Sejalan dengan reformasi politik
pasca jatuhnya Presiden Soeharto, muncul Partai Kebangkitan Bangsa, PKB, yang
merupakan saluran politik dari orang-orang dengan latar belakang NU. Namun, di
tingkat akar rumput terjadi persaingan keras dikalangan warga NU yang ada di
PPP dan PKB, yang nyaris (kalau tak dikatakan: terjadi) bentrok fisik dan
narasi di podium yang nihil etika, sehingga warga NU terbelah gegara polah
politikus yang kokoh mempertahankan status quo di salah satu partai (-nya orang
NU) tersebut.
Tokoh
sentral Penggerak NU
Tahun 1984, NU memilih Kyai Haji
Abdurrahman Wahid atau Gus Dur sebagai Ketua Umum Pengurus Besar Nahdlatul
Ulama. Kepemimpinan Gus Dur di NU juga mengantarkan dia sebagai tokoh nasional
dengan gagasan toleransi kebangsaaan yang menjalin hubungan antar umat
beragama.
Gus Dur bahkan kemudian terpilih
sebagai Presiden Republik Indonesia ke-4 pada (20 Oktober) tahun 1999, sebelum
dijatuhkan oleh MPR pada (23 Juli) tahun 2001. Atau menjabat 1 tahun 9 bulan 3
hari; atau hanya 642 hari saja. Warga NU di saat kepresidenan Gus Dur
benar-benar mendapat anugerah dan kenikmatan besar, sehingga orang yang tidak
sejalan dengan Toriqoh (laku) NU bersikap nyinyir.
Dalam
perjalanan sejarahnya, NU selalu bergumul dengan orang-orang yang tidak sejalan
atau tidak mengerti khittah NU. Pernah negara ini akan terseret ke Blok kiri (Blok
Timur yang berhaluan komunis), maka NU menolak kehadiran PKI. Maka PKI meradang
menuduh NU sebagai kelompok reaksioner, kontra revolusi bahkan para kiai
dituduh sebagai Setan Desa. Jalan tengah menyelamatkan bangsa dan Republik ini
dipilih NU secara ideologis, karena itu riosiko apapun dan pengorbanan apapun
telah ditempuh. Berbagai tuduhan dialontarkan mulai dari tuduhan kafir,
tradisional, irasional dan reaksioner. Tetapi tuduhan itu tidak tepat dan tidak
relevan sebab NU punya khittah (garis sendiri), punya strategi budaya sendiri,
yang kebetulan beberapa hal sejalan atau bertentangan dengan pemerintah atau
dengan organisasi lain. Semua peristiwa itu baik prestasi maupun tantangannya
dicatat oleh sejarah, NU yakin bahwa hari-demi hari sejarah akan terus membuktikan
relevansi dan tepatnya langkah NU itu, sehingga para pengkritik yang sekadar
mengkritik itu akan kehilangan argumen dan terpaksa mengakui kebenaran sikap
yang diambil NU.
Selanjutnya
tahun 1990-an NU menyelenggarakan Rapat Akbar Kesetiaan pada Pancasila.

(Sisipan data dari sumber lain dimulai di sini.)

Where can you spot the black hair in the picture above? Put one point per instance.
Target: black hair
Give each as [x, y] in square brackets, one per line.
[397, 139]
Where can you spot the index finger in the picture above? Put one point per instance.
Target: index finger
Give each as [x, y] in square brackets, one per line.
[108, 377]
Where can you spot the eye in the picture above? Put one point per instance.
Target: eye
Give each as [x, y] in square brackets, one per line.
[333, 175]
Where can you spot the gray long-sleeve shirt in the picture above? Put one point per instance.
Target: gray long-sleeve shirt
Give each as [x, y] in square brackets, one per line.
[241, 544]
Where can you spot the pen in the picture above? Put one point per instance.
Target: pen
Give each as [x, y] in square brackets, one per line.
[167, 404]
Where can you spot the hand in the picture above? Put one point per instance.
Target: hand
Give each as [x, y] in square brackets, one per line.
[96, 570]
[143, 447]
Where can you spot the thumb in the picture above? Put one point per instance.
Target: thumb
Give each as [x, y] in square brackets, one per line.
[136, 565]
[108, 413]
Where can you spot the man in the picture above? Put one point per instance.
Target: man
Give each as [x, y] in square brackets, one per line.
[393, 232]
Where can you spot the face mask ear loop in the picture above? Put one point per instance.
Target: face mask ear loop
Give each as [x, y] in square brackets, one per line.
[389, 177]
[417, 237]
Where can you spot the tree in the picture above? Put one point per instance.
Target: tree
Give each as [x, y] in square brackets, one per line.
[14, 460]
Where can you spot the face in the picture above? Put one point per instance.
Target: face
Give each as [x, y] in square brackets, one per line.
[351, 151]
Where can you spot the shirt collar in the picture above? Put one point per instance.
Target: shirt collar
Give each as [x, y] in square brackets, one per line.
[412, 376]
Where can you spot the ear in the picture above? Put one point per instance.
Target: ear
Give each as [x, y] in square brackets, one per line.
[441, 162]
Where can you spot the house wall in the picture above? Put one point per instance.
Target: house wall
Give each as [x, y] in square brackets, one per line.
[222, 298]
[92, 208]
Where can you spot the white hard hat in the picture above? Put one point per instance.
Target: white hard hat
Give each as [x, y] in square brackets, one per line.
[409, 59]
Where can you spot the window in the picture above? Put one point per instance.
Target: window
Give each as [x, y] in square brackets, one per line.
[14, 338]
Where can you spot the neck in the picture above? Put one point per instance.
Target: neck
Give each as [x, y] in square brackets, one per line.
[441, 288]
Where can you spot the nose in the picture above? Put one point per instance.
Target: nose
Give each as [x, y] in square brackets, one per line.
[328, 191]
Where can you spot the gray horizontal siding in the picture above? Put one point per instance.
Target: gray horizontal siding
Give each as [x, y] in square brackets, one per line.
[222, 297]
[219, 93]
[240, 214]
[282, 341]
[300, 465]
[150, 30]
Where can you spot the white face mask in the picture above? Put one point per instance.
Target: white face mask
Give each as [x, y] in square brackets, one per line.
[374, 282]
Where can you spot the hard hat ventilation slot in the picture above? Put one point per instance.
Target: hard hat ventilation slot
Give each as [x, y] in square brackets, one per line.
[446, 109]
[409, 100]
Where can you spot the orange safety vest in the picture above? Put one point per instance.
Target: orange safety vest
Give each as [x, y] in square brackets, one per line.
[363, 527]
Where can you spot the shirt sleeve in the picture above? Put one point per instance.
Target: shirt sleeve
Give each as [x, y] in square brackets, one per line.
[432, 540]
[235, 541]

Demikian juga NU menolak rezim Soeharto yang militeristik, tetapi NU mendorong
negara untuk memperkuat militer dan badan intelijennya. Kalu tidak negeri ini
seperti sekarang ini. Kedaulatan negara dilanggar tetapi tentara tidak bisa
berbuat apa-apa karena tidak memiliki alutsista yang memadai.
Sebagai
tanggungjawab kebangsaan mempertahankan Republik hasil Proklamasi dengan beaya
berapapun pertahanan negara harus diperkuat. Semua dokumen sejarah, bahwa sikap
politik kebangsaan dan kenegaraan NU diambil bukan berdasarkan kepentingan
jangka pendek. (ABDUL MUN’IM DZ, Politik Kebangsaan NU)
Politik
bagi NU
Menurut KBBI (Kamus Besar Bahasa
Indonesia, lihat: https://kbbi.web.id/politik.html), politik
diartikan sebagai: (1). pengetahuan mengenai ketatanegaraan, (2). segala urusan
dan tindakan mengenai pemerintahan negara atau terhadap negara lain, (3). cara
bertindak dalam menghadapi atau menangani suatu masalah. Sedangkan menurut
definisi/ takrif, bahwa politik (Yun: politikos; Arab: siyasah) adalah proses
pembentukan dan pembagian kekuasaan dalam masyarakat yang antara lain berwujud
proses pembuatan keputusan, khususnya dalam negara (lihat: https://id.m.wikipedia.org/wiki/Politik). Sedangkan para ahli memberikan takrif politik dengan berbagai
redaksi yang intinya tentang kekuasaan untuk mengatur pemerintahan (lihat: https://www.maxmanroe.com/vid/umum/pengertian-politik.html ).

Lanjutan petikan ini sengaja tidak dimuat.